Todo ser humano é um quebra-cabeça composto por muitas peças, cujo cotidiano de milhares de pessoas que circulam pela cidade expõe suas incertezas, alegrias, dúvidas, paixões, dramas e esperanças. Nesses pedaços custam a se encaixar quando se trata dos travestis.
Não vou me meter em filosofias, ou melhor, em filosofadas, pois não podemos nos calar frente a este comportamento raivoso e de segregação. Ora, se fosse possível juntar os preconceitos manifestados contra negros, índios, pobres, homossexuais, garotos de programa, mendigos, gordos, anões, judeus, muçulmanos, orientais e outras minorias, mesmo assim, estaria longe, muito longe, comparar o desprezo rancoroso que a sociedade impõe aos travestis.

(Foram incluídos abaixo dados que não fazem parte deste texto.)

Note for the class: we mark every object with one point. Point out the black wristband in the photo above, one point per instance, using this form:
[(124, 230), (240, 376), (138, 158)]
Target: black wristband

Essa mentalidade tacanha, miúda e discriminatória que até então assola parte de nossa sociedade só nos mostra o quão distante estamos da real democracia. Aí está: é um menoscabo à Justiça, haja vista que a nossa Constituição impede o cerceamento, a discriminação e a violação dos direitos, independentemente de seu estilo ou opção sexual.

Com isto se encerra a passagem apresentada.